Project Details
- Project Name
- San Diego Residence
- Location
-
CA ,United States
- Architect
- Robert M. Gurney, FAIA
- Project Types
- Custom
- Project Scope
- New Construction
- Size
- 6,200 sq. feet
- Awards
- 2005 Custom Home Design Awards
- Shared by
- Editor
- Consultants
-
Jonathan Segal,Jonathan Segal,Steven Simpson
- Project Status
- Built
- Cost
- $1,209,000
- Room or Space
- Outdoor
Project Description
2005 CHDA
Custom Home More Than 5,000 Square Feet / Grand Award
Hard cases make bad law, or so it is said in the halls of justice. In the field of architecture, on the other hand, the opposite may be closer to the truth. Because they make commonplace solutions impossible, it is the most difficult sites that drive architects and builders—those with the guts to tackle them—toward new and imaginative approaches.
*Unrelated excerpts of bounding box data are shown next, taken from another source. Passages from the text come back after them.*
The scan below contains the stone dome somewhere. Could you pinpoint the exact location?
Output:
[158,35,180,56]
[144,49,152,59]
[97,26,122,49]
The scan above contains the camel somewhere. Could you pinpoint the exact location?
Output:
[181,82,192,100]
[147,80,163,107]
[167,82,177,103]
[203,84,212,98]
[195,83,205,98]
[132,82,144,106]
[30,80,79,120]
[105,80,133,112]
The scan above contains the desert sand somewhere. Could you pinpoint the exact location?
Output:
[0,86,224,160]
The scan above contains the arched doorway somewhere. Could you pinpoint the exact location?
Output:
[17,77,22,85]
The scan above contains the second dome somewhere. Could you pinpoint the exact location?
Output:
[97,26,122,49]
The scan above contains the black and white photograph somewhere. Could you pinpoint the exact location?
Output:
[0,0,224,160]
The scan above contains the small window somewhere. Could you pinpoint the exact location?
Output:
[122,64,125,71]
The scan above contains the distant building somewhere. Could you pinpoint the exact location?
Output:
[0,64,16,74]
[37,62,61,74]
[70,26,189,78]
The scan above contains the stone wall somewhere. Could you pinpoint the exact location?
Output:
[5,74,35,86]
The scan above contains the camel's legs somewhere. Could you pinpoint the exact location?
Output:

Architect Jonathan Segal surely showed guts in choosing this spot on which to build his own home and place of business. The site of an abandoned gas station, the lot featured a “strange, triangular, postage-stamp footprint,” he says, “horrendous” setbacks, and heavy car traffic only inches away. But despite such challenges—or, perhaps, because of them—Segal's solution left our judges smiling and nodding in approval.
To mitigate traffic noise Segal wrapped the north side of the building complex, where he located guest quarters and a lap pool, with an unbroken 9-foot-high wall faced with Cor-Ten steel. To the south, where the lot borders a quiet residential street, a solid 9-foot hedge encloses a private garden. By means of nesting glass doors, the ground-floor great room opens almost entirely to the lap pool on one side and the garden on the other. Isolated from the world outside, indoor spaces spill out into these protected outdoor zones. Atop the main level, a plaster-clad box contains two additional floors of bedrooms and private living spaces, which take in more distant views.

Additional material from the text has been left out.